Without being religious there are a lot of good reasons to make marriage a legal contract between 1 man and 1 woman. That is why marriage exists as a legal contract in the first place. Generally speaking, most people would agree that heterosexual intercourse is a good thing. You and I wouldn't exist if your mother and father never had sex. Does a couple need marriage to have sex? Not at all. We all know this happens all the time, right? Traditionally, society dictated that a couple should be married before having sex? Why? There are social and religious reasons but legally I wouldn't want to have sex with someone unless we were both committed to each other for the rest of our life. This has changed quite a bit over time thanks to fancy contraceptives but the principal is still there. Heterosexual intercourse has the potential to create new life. That is a key idea. Marriage isn't defined so that person with organ X can marray person with organ Y it is so that a Man and Woman can be joined together and form a family. It's that simple. I believe that marriage defined as that is beneficial to society.

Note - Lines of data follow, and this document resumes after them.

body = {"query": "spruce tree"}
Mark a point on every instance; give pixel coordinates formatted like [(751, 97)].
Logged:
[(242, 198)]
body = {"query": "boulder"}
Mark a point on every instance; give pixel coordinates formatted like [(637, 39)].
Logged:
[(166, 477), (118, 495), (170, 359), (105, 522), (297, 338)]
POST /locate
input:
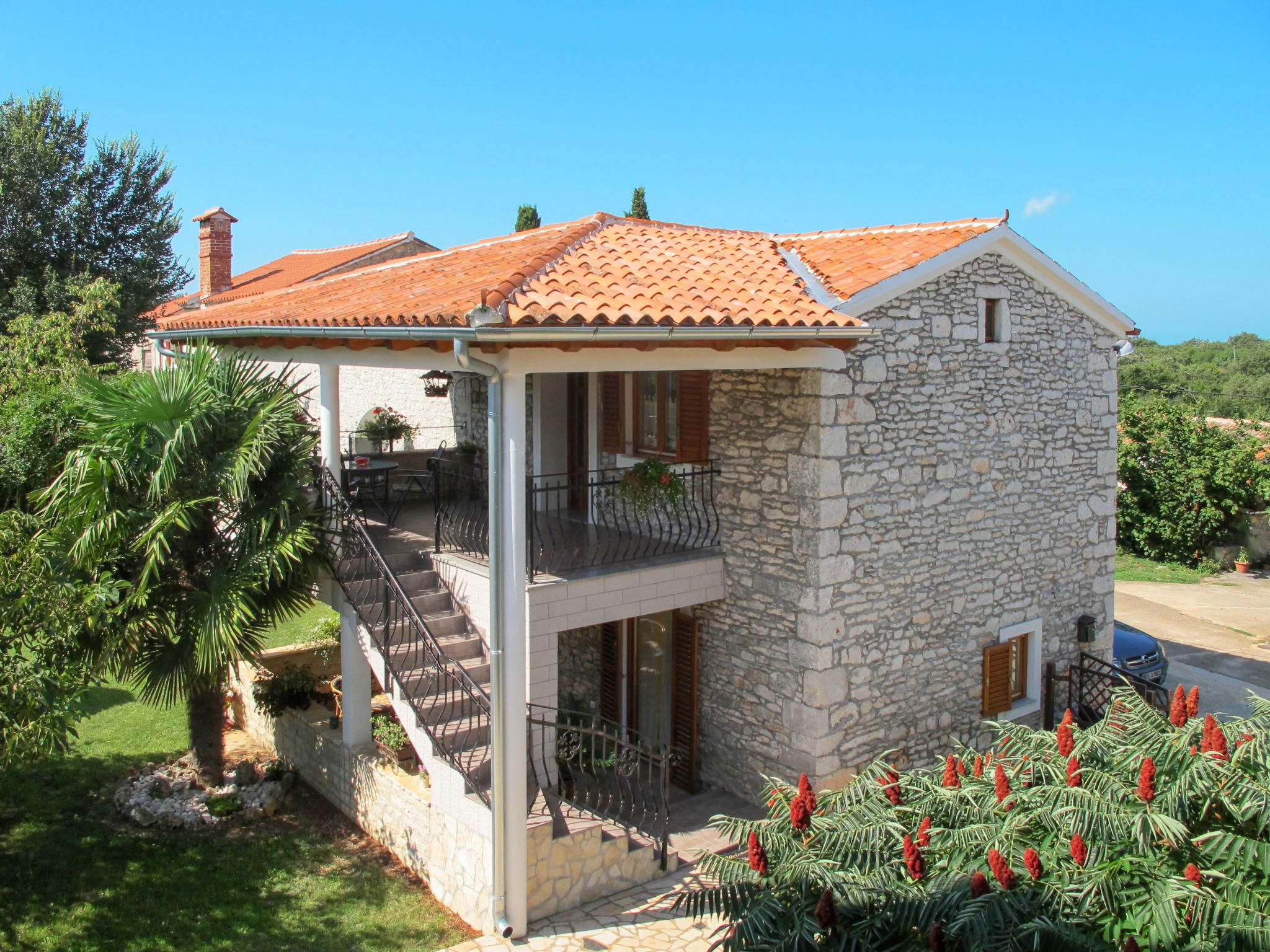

Civil Rights? First, having a union of two individuals be called Marriage is not a civil rights issue. If a married couple has rights that an unmarried couple doesn't than that is not affected by prop 102. It neither grants nor removes any rights to couples whether they are married or not.

I've heard the argument, "So should it be illegal for infertile couples to get married? What about old people?" My response is that there is no exact age when people can no longer have children. I've heard stories of women ages 60-88 getting pregnant. Interesting side note: In Arizona you can marry your first cousin but only if you are both over 65 or if you're under 65 you must be tested and found not able to procreate. It is all beside the point. The point is that marriage between a man and a woman is beneficial to society and that is why it exists. Once enough American or the right americans believe other forms of marriage are beneficial to the general welfare of the people then prop 102 will get overturned. I, for one, haven't been convinced...yet.